Это были его первые слова. В центре стола стояла большая ваза с нарциссами. Девушка вытащила их, ловко протерла мокрые стебли и протянула отцу. Дрожащими руками тот прижал цветы к груди, зарылся в них лицом, и слезы брызнули на желтые лепестки с новой силой.
Люси обняла отца и прижалась к нему щекой.
— Не надо, — прошептала она. — Постарайся забыть.
Он бессильно откинулся на спинку. Цветы упали на пол.
— Знаешь, почему меня выпустили?
Она молча поцеловала его и шепнула:
— Как хорошо, что мы снова вместе.
— Потому что я скоро умру.
— Нет, не умрешь.

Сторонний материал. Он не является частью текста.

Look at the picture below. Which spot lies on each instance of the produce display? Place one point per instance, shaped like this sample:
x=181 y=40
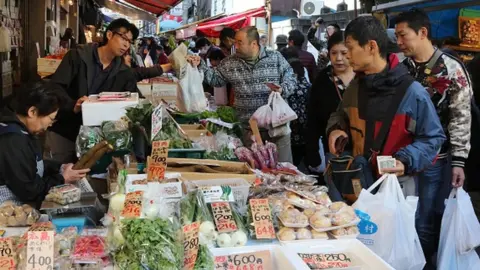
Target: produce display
x=64 y=194
x=13 y=215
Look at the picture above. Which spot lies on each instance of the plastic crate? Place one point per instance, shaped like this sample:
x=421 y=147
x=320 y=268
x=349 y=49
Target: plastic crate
x=240 y=187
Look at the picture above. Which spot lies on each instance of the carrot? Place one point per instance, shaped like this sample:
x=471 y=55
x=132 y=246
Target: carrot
x=89 y=154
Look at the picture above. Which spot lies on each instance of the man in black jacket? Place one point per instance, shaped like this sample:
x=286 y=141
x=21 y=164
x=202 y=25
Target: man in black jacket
x=85 y=71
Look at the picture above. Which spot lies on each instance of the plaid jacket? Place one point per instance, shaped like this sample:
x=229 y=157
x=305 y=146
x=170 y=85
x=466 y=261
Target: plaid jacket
x=249 y=81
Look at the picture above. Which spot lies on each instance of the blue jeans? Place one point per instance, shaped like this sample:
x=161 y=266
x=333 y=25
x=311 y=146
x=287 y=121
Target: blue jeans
x=434 y=185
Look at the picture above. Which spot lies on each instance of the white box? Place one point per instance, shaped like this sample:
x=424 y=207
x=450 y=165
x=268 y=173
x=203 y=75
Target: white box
x=364 y=258
x=280 y=258
x=95 y=112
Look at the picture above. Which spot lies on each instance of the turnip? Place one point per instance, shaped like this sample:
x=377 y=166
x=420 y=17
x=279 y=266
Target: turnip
x=239 y=239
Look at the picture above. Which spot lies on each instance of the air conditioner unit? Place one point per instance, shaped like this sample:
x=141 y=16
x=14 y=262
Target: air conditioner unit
x=310 y=8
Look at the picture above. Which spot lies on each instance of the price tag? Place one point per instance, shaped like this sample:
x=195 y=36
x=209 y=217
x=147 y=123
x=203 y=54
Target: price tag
x=156 y=121
x=217 y=194
x=222 y=214
x=190 y=245
x=40 y=250
x=7 y=254
x=133 y=204
x=326 y=261
x=157 y=162
x=262 y=219
x=260 y=260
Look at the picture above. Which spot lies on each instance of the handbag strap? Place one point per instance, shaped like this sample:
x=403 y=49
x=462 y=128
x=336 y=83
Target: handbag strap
x=390 y=115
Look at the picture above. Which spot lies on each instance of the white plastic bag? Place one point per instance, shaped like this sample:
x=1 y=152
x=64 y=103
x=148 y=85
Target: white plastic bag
x=387 y=225
x=191 y=97
x=263 y=115
x=281 y=112
x=451 y=251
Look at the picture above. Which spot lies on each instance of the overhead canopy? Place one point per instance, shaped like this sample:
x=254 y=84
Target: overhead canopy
x=154 y=6
x=235 y=21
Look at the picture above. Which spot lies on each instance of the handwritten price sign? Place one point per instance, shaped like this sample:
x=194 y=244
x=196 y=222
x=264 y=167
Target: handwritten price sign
x=157 y=162
x=40 y=250
x=7 y=254
x=326 y=261
x=262 y=219
x=133 y=204
x=260 y=260
x=190 y=245
x=222 y=214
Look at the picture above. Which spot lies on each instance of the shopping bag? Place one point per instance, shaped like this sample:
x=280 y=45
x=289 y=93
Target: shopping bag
x=450 y=257
x=191 y=97
x=263 y=115
x=468 y=237
x=387 y=225
x=281 y=112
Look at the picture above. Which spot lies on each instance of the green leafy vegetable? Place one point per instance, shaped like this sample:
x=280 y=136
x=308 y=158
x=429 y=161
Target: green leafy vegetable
x=149 y=244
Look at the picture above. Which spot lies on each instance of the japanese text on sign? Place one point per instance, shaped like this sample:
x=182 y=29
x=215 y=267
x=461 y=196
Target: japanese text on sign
x=262 y=219
x=157 y=162
x=260 y=260
x=133 y=204
x=40 y=250
x=222 y=214
x=326 y=261
x=7 y=254
x=190 y=245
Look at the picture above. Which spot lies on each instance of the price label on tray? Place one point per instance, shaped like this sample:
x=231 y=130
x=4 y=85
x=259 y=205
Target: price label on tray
x=157 y=162
x=190 y=245
x=7 y=254
x=260 y=260
x=326 y=261
x=262 y=219
x=40 y=250
x=133 y=204
x=222 y=214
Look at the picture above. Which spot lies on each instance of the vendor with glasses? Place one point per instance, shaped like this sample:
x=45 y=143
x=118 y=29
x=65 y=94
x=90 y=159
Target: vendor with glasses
x=24 y=176
x=88 y=70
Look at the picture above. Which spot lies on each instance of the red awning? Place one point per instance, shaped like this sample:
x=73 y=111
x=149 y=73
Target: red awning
x=235 y=21
x=154 y=6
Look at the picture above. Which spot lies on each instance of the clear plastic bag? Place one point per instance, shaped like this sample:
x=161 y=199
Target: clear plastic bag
x=87 y=138
x=117 y=134
x=12 y=215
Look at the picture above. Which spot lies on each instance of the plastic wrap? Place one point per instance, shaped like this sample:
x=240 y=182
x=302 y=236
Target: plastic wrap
x=12 y=215
x=87 y=138
x=64 y=194
x=117 y=134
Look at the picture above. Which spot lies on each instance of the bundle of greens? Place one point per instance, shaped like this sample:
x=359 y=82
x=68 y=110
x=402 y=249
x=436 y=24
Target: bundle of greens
x=117 y=134
x=149 y=244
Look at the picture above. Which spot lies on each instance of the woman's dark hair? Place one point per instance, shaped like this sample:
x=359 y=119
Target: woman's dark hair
x=336 y=38
x=291 y=54
x=216 y=55
x=46 y=97
x=115 y=26
x=67 y=35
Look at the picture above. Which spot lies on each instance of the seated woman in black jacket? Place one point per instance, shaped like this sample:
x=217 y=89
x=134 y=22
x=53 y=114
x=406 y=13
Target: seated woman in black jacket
x=24 y=176
x=325 y=95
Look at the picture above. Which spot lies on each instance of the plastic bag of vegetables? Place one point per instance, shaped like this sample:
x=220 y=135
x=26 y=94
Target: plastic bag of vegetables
x=87 y=138
x=117 y=134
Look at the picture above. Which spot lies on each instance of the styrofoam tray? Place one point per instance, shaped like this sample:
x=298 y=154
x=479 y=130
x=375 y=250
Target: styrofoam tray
x=353 y=223
x=280 y=259
x=364 y=257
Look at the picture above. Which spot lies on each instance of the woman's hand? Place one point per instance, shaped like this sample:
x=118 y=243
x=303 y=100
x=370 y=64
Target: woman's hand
x=70 y=175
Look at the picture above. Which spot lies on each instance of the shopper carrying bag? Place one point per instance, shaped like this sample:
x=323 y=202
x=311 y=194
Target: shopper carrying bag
x=387 y=224
x=459 y=234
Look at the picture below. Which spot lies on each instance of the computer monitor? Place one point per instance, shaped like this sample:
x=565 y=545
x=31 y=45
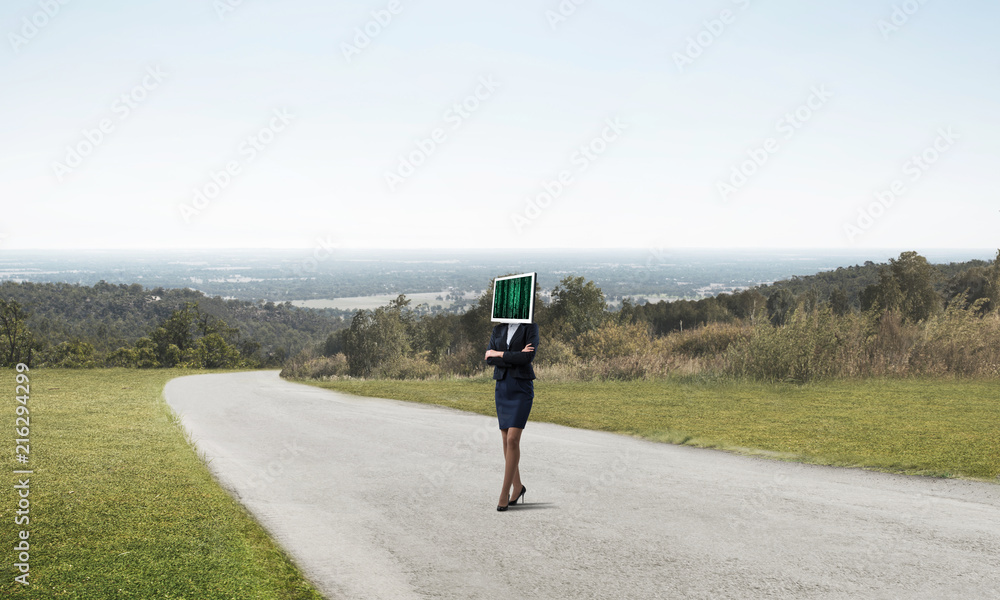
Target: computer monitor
x=514 y=299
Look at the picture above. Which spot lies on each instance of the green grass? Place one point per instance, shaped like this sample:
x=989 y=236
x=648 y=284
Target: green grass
x=121 y=505
x=934 y=427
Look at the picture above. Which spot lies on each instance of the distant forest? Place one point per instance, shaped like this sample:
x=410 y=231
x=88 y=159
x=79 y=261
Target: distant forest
x=77 y=325
x=71 y=325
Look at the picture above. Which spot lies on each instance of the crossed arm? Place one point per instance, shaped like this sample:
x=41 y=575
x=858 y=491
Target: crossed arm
x=508 y=358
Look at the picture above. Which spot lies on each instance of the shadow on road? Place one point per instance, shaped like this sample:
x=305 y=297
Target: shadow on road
x=533 y=505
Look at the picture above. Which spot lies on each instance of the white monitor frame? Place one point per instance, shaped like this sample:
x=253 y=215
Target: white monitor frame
x=531 y=305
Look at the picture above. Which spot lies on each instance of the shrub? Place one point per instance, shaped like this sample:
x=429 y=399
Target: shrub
x=614 y=340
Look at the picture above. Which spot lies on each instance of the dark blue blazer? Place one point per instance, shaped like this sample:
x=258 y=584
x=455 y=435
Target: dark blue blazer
x=514 y=362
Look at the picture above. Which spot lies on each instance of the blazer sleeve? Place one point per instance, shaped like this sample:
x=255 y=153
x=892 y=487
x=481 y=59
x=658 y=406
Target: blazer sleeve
x=524 y=358
x=495 y=345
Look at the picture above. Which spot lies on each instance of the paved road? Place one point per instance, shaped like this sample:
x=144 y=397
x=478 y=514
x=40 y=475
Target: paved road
x=385 y=499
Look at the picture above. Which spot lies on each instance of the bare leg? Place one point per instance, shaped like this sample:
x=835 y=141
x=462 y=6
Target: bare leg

Ты быстро поправишься и счастливо проживешь еще много лет.
Фред Аллертон окинул дочь долгим, проницательным взглядом и проговорил с устрашающей пустотой в голосе:
— Ты думаешь, я хочу жить?
От непосильной боли Люси на мгновение замолчала, иначе голос бы дрогнул.
— Ты должен жить ради меня.
— Но ты же меня ненавидишь.
— Нет, я люблю тебя еще сильнее — и буду любить всегда.
— Пока я был в тюрьме, женихи тебя вряд ли осаждали.
Это прозвучало так неожиданно, что Люси растерялась. Он горько усмехнулся:
— Нужно было застрелиться. Обо мне бы уже давно забыли, и у тебя был бы шанс. Что ж ты не вышла за Бобби?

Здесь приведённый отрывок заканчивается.